In this 17-centre study, we cannot be absolutely sure that all the clinical interpretations were uniform, when the numerous clinicians explored the clinical relevance of positive SPT results. All the participants used, however, the same standard operational procedure (SOP), attached as a supplemental file. For practical reasons, clinical relevance was asked only, if wheal sizes were 3 mm or larger. Patients often report symptoms even though SPT is negative. The association of these symptoms with increased production of serum IgE has not been systematically studied but is questionable.
Inhalant allergens from certain manufacturers were used, and the result may not be generalizable even to same allergens from other manufacturers. Manufacturers have standard procedures to check and label the immunochemical and biological potency of their allergen products, but the potency of allergens may differ between manufacturers. That is why the present results are indicative, but not conclusive in the various settings of practicing allergists. Furthermore, the recombinant allergens and allergen components are increasingly developed, and their clinical relevance remains to be studied in larger patient sets.
The present analyses draw attention to the necessity skilful interpretation of SPT results to improve testing quality and to avoid medicalization. The SPT key readings can be used in practitioners′ daily work to better interpret SPT results. Their precision, however, depends on adherence to the SPT procedures employed in this GA2LEN study  with 1) use of standardized allergens, 2) use of appropriate lancets, and 3) assessing the test (largest wheal diameter) after 15 min. A diagnostic sheet (Table 2) for clinical work to copy or download (www.ga2len.org), when using the GA²LEN standard allergen panel, is given with the present article.

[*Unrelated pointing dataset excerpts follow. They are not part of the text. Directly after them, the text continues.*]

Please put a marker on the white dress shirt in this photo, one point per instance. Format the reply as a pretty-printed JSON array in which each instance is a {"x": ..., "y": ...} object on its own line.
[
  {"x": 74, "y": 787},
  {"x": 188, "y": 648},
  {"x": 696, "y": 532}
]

T. Haahtela has been on the advisory board of Boehringer-Ingelheim, MSD and Orion Pharma and has received payment for lectures from ALK-Abello, Astellas Pharma, MSD and Orion Pharma. J. Bousquet has received honoraria for participation in scientific and advisory boards, giving lectures, and press engagements for Actelion, Almirall, AstraZeneca, Chiesi, GlaxoSmithKline, Meda, Merck, Merck Sharpe & Dohme, Novartis, oM Pharma, Sanofi-Aventis, Schering Plough, Stallergènes, Takeda, Teva and Uriach. U. Darsow has been speaker, investigator and⁄or been a member of advisory boards for Allergopharma, ALK Abello′, Bencard, GSK, Hermal, MEDA, Novartis Pharma, Stallergenes, Stiefel. The department of Wytske Fokkens has received financial aid for studies from GSK, Bioinspire and Stallargens. She has also been active in advisory boards for J&J and Stallargens and had travel aid as invited speaker from GSK and MSD. N. G. Papadopoulos has received payment for consultancy work from ABBOTT, Novartis, Menarini, for lectures from MSD, URIACH, GSK, ALLERGOPHARMA, Stallergens, MEDA for development of educational presentations from MSD, URIACH, MEDA and grants from Nestle, GSK, MSD.